UN COMUNICATO DEI SINDACATI SUI FRONTALIERI

UN COMUNICATO DEI SINDACATI SUI FRONTALIERI

Nel convegno dal titolo “Le frontiere delle opportunità: verso lo statuto dei frontalieri” si sono riuniti tutti i Consigli Sindacali Interregionali (in Italia sono 11) dando rappresentanza agli oltre 120.000 frontalieri che entrano ed escono quotidianamente nel nostro Paese, tra cui gli 8.000 residenti nel Vco. A tale riguardo hanno diffuso il seguente comunicato congiunto Gigi Bacchetta CGIL, Romina Baccaglio CISL,  Raimondo Pancrazio UIL:

Il documento conclusivo ha prodotto richieste al Governo Italiano relativamente a:
• istituzione di un Osservatorio Nazionale sul frontalierato
• riconoscimento della figura del frontaliere all’interno delle convenzioni fiscali,
• sottoscrizione dell’accordo quadro europeo sul frontalierato,
• correzione dell’attuale disciplina dell’assegno unico riconoscendone il pieno diritto alla percezione ai
frontalieri residenti in Italia,
• armonizzazione delle prestazioni fiscali e previdenziali,
• capitalizzazione del lavoro avviato con ANPAL ed EURES sulla rimozione degli ostacoli alla mobilità
internazionale
• rilancio della nuova programmazione INTERREG 21-27
• stralcio dell’art. 50 della legge di bilancio che prevede il prelievo dai frontalieri svizzeri dal 3% al 6%
del salario netto.
Proprio quest’ultimo punto è stato richiamato anche all’interno di un ODG dal titolo “stralciare la nuova e contraddittoria norma della prossima legge di bilancio sui salari netti ai fini del diritto alla sanità universale delle lavoratrici e lavoratori frontalieri in Svizzera”.
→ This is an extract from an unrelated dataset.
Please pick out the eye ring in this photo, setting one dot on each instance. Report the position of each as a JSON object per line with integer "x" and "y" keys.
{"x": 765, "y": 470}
All’interno del testo troviamo come “mentre da un lato con la legge di recepimento dell’accordo salvaguardiamo la tassazione esclusiva in Svizzera ai ‘vecchi frontalieri’ continuando l’Italia ad incassare il 40% delle loro tasse, dall’altro il Governo chiede loro di versare il 3%-6% della retribuzione netta per avere l’assistenza sanitaria che hanno già pagato”.
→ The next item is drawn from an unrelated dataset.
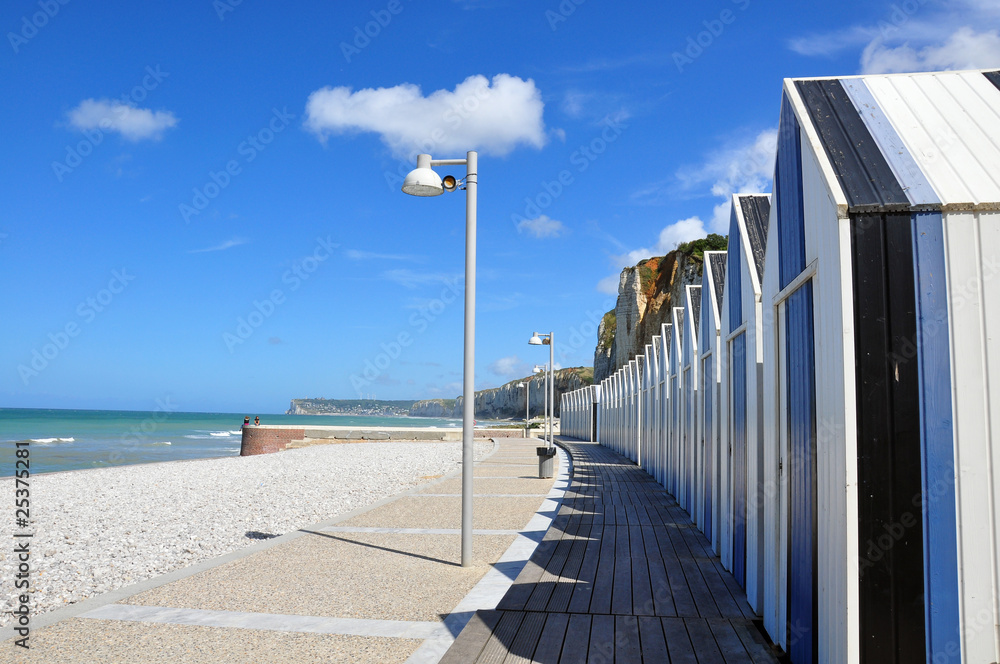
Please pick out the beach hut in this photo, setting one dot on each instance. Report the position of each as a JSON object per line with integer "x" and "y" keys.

Il documento prosegue: “Visto che finalmente ci siamo conquistati una sede di confronto per discutere il trattamento dei frontalieri, ci saremmo aspettati di discutere in quella sede questa improvvisa richiesta del Governo, tutt’altro che coerente con quanto condiviso sin qui”.
Riteniamo che il fragile radicamento della sanità nel nostro territorio non possa essere semplicisticamente ricondotto a un divario salariale che, in ogni caso, non verrebbe sufficientemente colmato con questo intervento.
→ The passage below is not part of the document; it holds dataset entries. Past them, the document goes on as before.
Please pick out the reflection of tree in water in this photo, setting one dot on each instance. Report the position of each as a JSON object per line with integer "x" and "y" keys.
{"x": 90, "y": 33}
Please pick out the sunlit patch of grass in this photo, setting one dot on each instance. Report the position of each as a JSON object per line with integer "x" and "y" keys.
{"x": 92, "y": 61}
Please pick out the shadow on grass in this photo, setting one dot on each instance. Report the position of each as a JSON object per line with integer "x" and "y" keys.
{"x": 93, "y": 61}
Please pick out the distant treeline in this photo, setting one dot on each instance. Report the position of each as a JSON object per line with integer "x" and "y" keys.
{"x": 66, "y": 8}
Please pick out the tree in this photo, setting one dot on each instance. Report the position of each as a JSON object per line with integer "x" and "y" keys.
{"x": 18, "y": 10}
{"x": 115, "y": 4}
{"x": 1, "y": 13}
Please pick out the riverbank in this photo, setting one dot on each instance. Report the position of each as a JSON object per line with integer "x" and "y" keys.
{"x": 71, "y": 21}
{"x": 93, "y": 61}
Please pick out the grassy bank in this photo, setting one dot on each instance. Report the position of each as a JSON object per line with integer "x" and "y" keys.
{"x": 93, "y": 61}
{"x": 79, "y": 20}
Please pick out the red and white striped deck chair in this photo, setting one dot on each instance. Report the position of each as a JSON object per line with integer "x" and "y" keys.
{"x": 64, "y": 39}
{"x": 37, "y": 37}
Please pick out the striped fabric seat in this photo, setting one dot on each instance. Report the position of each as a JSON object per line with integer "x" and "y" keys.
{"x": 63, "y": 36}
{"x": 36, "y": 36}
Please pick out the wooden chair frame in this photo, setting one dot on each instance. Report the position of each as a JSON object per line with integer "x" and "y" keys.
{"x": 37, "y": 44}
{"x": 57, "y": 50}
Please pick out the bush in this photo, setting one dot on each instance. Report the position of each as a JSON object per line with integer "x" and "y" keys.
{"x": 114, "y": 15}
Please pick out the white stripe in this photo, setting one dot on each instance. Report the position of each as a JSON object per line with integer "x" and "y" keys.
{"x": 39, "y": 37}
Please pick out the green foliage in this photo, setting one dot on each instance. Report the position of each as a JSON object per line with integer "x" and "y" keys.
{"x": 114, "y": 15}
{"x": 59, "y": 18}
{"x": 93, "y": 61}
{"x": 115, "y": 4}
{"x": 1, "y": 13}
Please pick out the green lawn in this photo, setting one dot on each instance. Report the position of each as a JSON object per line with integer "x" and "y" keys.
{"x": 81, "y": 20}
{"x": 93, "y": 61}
Inappropriata risulta inoltre la scelta di destinare risorse alla sanità dei territori di frontiera adottando un nuovo strumento impositivo, creato ad hoc e vincolato a una sola categoria di contribuenti che pagherebbero mediamente 3.000 € in più a testa all’anno a seconda del reddito ma, soprattutto, a seconda della discrezionalità di scelta in capo alle regioni che hanno facoltà di operare in modo disomogeneo creando inopportune disuguaglianze.
Occorre prioritariamente concentrarsi sulla strategia di sviluppo della sanità nei territori di frontiera – con una visione interregionale – in particolare nel VCO, superando il decennale dualismo campanilista che caratterizza la nostra provincia, investendo nella qualità del lavoro, delle strutture e nella strategia di un loro radicamento all’interno di una prospettiva di sanità territoriale in grado di garantire capillarità ma, soprattutto, qualità.
Le risorse per rilanciare la prospettiva della sanità nel VCO devono essere slegate da un collegamento diretto con una sola categoria di lavoratori che non possono vedersi scaricare improvvisamente sulle proprie spalle i costi del tentativo di rimedio ad una criticità di sistema che permane da decenni. Semmai, va aperta una discussione dentro la contrattazione collettiva delle aree di frontiera ed il fondo sanitario nazionale da cui devono essere recepite le risorse, abbandonando formule improbabili di zone economiche speciali.